Vietnam Expects Faster Growth in 2015




Vietnam Is Targeting GDP Growth of 6.2% for 2015


HANOI—Vietnam’s prime minister said Monday he expects the country’s economy to expand at a quicker pace in 2015 as strong exports continue to drive growth.


The country is targeting gross domestic product growth of 6.2% for 2015, faster than projected growth of 5.8% for this year, Prime Minister Nguyen Tan Dung said during the opening session of the country’s National Assembly. Mr. Dung said exports in the first nine months of this year grew 14.4% while banks’ lending interest rates have fallen by around two percentage point year-to-date.


Vietnam has been trying to revive its economic growth by boosting exports to offset weak domestic demand.
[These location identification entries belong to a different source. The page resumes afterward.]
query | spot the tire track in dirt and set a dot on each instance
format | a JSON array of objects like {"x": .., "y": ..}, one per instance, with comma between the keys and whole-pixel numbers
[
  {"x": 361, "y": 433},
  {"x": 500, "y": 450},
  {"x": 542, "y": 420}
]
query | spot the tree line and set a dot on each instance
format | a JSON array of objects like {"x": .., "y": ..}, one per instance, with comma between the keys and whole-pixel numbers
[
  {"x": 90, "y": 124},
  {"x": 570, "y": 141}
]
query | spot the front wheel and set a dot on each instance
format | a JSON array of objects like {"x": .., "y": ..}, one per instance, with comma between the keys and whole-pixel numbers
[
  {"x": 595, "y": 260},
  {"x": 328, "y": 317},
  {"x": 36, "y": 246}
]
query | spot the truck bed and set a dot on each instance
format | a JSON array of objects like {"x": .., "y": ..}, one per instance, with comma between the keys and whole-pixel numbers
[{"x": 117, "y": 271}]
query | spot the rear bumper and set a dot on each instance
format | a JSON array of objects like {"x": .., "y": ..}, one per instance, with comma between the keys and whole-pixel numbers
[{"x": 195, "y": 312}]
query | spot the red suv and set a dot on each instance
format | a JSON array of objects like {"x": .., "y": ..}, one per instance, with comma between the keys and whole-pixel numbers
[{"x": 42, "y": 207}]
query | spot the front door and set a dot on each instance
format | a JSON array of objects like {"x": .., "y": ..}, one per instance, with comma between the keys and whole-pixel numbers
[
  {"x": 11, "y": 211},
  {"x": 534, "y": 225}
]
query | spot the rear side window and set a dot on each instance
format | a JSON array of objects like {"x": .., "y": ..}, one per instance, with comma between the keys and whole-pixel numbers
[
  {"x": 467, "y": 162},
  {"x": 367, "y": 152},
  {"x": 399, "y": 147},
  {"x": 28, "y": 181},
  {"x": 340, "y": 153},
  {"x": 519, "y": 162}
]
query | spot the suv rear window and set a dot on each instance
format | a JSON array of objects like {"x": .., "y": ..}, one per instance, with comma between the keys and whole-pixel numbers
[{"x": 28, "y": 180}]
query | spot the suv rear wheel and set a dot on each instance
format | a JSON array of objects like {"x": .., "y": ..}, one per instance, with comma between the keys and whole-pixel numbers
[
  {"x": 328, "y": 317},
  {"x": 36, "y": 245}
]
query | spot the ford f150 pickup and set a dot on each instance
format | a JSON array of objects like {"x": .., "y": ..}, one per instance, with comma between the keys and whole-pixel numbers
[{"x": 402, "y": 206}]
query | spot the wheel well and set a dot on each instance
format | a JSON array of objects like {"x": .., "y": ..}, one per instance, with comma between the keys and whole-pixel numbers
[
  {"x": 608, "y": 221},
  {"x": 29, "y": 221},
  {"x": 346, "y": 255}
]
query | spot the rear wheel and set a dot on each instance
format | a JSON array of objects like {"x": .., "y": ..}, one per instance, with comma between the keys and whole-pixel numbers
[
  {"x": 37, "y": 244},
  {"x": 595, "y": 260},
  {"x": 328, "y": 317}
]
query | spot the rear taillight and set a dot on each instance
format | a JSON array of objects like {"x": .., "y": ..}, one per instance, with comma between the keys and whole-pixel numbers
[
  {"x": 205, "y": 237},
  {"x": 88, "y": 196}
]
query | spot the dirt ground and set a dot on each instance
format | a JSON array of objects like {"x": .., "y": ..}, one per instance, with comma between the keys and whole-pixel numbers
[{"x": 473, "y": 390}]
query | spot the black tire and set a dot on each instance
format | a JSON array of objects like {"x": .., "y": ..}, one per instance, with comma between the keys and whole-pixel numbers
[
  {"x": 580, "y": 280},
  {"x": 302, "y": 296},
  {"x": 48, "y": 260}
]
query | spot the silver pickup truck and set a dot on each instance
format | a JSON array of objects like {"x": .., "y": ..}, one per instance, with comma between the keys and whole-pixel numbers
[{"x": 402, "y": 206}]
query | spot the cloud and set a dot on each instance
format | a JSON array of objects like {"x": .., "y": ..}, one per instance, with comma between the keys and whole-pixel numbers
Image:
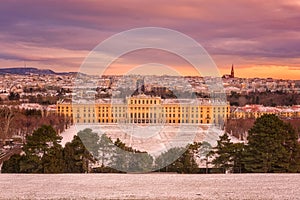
[{"x": 244, "y": 32}]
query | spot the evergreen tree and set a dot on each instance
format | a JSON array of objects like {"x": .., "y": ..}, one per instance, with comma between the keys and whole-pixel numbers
[
  {"x": 11, "y": 165},
  {"x": 76, "y": 156},
  {"x": 42, "y": 150},
  {"x": 90, "y": 141},
  {"x": 223, "y": 152},
  {"x": 178, "y": 159},
  {"x": 127, "y": 159},
  {"x": 272, "y": 146}
]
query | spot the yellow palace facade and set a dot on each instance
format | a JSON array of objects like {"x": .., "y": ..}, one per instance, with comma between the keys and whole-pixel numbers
[{"x": 145, "y": 109}]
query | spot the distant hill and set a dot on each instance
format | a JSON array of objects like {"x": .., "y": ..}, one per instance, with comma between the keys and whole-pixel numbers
[{"x": 29, "y": 70}]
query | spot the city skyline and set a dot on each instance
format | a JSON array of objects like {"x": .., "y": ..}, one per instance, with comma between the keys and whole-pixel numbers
[{"x": 259, "y": 38}]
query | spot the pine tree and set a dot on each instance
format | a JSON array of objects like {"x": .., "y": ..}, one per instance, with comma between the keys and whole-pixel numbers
[{"x": 272, "y": 146}]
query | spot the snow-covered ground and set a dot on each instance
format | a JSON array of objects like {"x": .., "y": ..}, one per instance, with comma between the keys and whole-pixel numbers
[
  {"x": 150, "y": 186},
  {"x": 154, "y": 139}
]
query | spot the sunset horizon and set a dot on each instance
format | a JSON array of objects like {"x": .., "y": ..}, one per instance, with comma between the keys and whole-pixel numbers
[{"x": 56, "y": 36}]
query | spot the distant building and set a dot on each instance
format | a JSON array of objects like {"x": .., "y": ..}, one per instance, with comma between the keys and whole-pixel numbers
[
  {"x": 143, "y": 109},
  {"x": 231, "y": 75}
]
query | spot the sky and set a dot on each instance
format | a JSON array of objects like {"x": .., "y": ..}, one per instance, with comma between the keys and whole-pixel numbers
[{"x": 261, "y": 38}]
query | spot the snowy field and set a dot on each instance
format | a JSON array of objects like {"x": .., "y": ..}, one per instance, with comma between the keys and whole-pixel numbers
[{"x": 150, "y": 186}]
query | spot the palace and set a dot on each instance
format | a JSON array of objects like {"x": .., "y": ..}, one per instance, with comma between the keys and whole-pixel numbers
[{"x": 145, "y": 109}]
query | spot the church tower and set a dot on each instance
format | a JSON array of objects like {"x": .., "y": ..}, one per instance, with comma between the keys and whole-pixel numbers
[{"x": 232, "y": 72}]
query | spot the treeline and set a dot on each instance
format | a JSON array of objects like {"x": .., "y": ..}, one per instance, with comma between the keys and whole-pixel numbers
[
  {"x": 272, "y": 147},
  {"x": 42, "y": 153},
  {"x": 23, "y": 122}
]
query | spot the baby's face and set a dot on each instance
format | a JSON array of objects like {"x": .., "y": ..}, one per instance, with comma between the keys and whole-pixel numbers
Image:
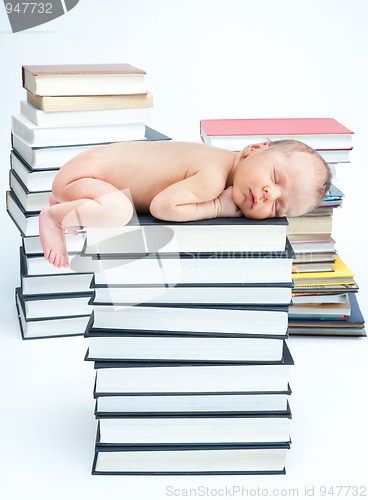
[{"x": 268, "y": 183}]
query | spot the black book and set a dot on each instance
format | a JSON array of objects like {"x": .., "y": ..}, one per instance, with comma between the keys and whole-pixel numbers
[
  {"x": 192, "y": 404},
  {"x": 53, "y": 157},
  {"x": 107, "y": 346},
  {"x": 48, "y": 327},
  {"x": 141, "y": 378},
  {"x": 197, "y": 268},
  {"x": 53, "y": 283},
  {"x": 195, "y": 430},
  {"x": 145, "y": 234},
  {"x": 193, "y": 460},
  {"x": 250, "y": 319},
  {"x": 54, "y": 305}
]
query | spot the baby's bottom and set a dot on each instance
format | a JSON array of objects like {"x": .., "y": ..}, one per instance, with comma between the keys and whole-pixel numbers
[{"x": 78, "y": 203}]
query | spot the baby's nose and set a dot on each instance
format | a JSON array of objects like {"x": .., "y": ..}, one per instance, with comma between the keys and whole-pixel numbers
[{"x": 271, "y": 193}]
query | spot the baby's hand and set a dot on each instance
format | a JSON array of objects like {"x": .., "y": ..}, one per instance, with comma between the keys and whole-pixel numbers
[{"x": 226, "y": 206}]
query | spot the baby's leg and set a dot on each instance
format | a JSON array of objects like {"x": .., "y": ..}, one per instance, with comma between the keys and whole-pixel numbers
[{"x": 82, "y": 202}]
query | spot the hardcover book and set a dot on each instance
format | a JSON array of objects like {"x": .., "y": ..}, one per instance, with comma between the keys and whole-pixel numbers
[
  {"x": 83, "y": 79},
  {"x": 235, "y": 134}
]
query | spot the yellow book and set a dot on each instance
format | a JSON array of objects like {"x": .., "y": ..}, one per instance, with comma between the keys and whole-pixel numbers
[{"x": 341, "y": 274}]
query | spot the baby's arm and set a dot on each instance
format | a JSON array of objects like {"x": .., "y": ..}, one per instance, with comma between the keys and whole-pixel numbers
[{"x": 198, "y": 197}]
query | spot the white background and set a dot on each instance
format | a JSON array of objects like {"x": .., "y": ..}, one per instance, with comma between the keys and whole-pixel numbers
[{"x": 204, "y": 59}]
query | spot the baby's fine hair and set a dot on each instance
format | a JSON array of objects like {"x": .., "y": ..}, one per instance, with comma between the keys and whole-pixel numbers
[{"x": 323, "y": 171}]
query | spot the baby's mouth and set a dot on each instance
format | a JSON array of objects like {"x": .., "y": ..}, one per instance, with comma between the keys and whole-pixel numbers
[{"x": 252, "y": 200}]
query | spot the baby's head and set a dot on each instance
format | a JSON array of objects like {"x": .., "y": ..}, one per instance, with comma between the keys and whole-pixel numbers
[{"x": 280, "y": 178}]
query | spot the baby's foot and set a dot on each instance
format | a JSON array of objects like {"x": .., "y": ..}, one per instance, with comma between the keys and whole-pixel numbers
[
  {"x": 52, "y": 240},
  {"x": 53, "y": 200},
  {"x": 73, "y": 230}
]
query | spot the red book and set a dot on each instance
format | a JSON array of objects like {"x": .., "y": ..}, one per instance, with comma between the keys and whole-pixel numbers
[{"x": 235, "y": 134}]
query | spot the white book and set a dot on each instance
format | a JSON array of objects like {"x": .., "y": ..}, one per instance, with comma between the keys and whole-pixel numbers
[
  {"x": 69, "y": 118},
  {"x": 188, "y": 348},
  {"x": 270, "y": 459},
  {"x": 215, "y": 294},
  {"x": 198, "y": 430},
  {"x": 76, "y": 134},
  {"x": 118, "y": 378},
  {"x": 193, "y": 403},
  {"x": 255, "y": 321},
  {"x": 49, "y": 157},
  {"x": 33, "y": 180}
]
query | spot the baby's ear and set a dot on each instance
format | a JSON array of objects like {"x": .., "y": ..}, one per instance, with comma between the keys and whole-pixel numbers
[{"x": 254, "y": 147}]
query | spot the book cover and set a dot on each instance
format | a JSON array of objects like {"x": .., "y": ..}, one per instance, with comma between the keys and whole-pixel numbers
[
  {"x": 84, "y": 79},
  {"x": 193, "y": 404},
  {"x": 93, "y": 102},
  {"x": 206, "y": 460}
]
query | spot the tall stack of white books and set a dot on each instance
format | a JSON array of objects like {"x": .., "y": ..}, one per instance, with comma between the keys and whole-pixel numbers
[
  {"x": 188, "y": 337},
  {"x": 67, "y": 110}
]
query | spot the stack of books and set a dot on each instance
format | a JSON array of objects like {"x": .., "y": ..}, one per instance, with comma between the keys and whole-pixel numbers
[
  {"x": 188, "y": 339},
  {"x": 68, "y": 109},
  {"x": 324, "y": 294}
]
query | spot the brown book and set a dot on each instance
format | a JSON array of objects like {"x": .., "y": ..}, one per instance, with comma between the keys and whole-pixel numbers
[
  {"x": 90, "y": 102},
  {"x": 84, "y": 79}
]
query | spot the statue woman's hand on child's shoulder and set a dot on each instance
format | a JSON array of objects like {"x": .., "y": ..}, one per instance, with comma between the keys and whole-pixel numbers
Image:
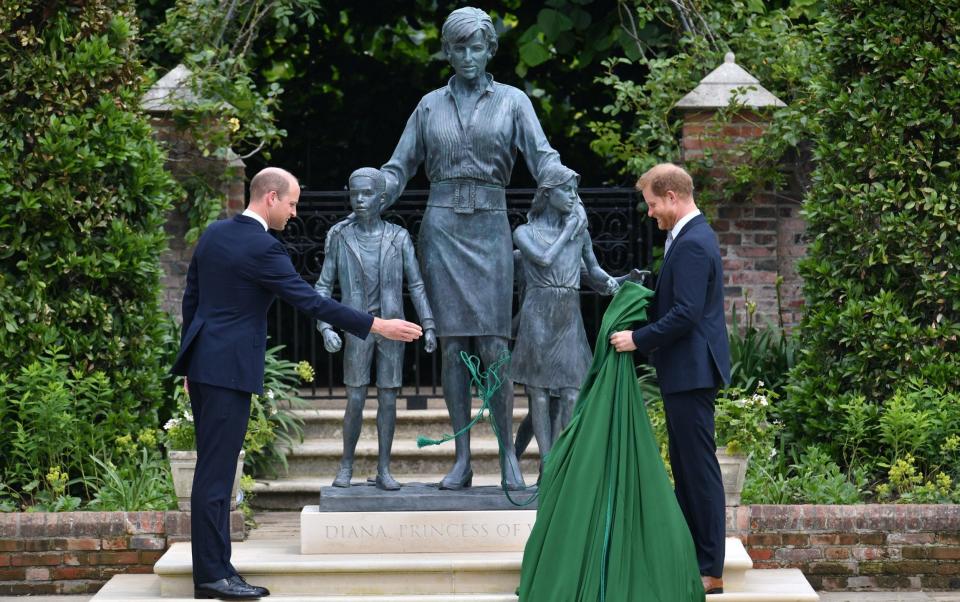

The government has also cut interest rates in an effort to jump-start business activity.


“Vietnam will try to maintain macroeconomic stability, continue its economic reform and improve its productivity and competitiveness,” Mr. Dung said. However, he said that economic reform is taking place slowly and the country faces geopolitical risks, such as territorial disputes in the South China Sea.


“Our country is facing numerous difficulties and challenges in 2015, so the targets set for next year are very challenging,” Mr. Dung said.


He said the government is expected to meet this year’s economic growth target of 5.8%. Government data showed GDP in the first nine months of this year grew 5.62% from a year earlier. Growth in the third quarter was 6.19%, quickening from 5.42% in the second quarter and 5.09% in the first quarter.


ANZ said last week it is skeptical about the government’s reported faster-than expected growth in the third quarter, adding that it maintains its forecast for 2014 economic growth at 5.6%. “Most domestic indicators are pointing to weaker growth prints compared to expansion over the same period last year ... and the weak inflation profile is a clear indicator that domestic demand is failing to gain traction,” it said.


Vietnam is aiming to keep inflation in 2015 at 5.0%, Mr. Dung said Monday, noting that this year’s inflation is expected to be below 5.0%, the lowest in decades.


Vo Tri Thanh, an economist with the government’s Central Institute of Economic Management, said an economic growth target of 6.2% for next year appears to be very challenging given the difficulties the economy is facing.


Growth has slowed significantly over recent years due to weak demand and high levels of bad debt in the banking system. Annual growth averaged 5.5% between 2011 and 2013 compared with 7.3% average GDP growth between 2001 and 2010.


Mr. Dung said the government will give more power to the Vietnam Asset Management Company, set up by the central bank last year, to help it better deal with nonperforming loans in the banking system. He said Vietnam is aiming to bring down the ratio of bad debt to bank loans to 3% by the end of 2015. The central bank said the ratio was 4.17% at the end of July.


“I think the most important thing is to continue restructuring the economy and revive investment sentiment,” Mr.Thanh said, adding that cleaning up bad debt in the banking system must remain a top priority.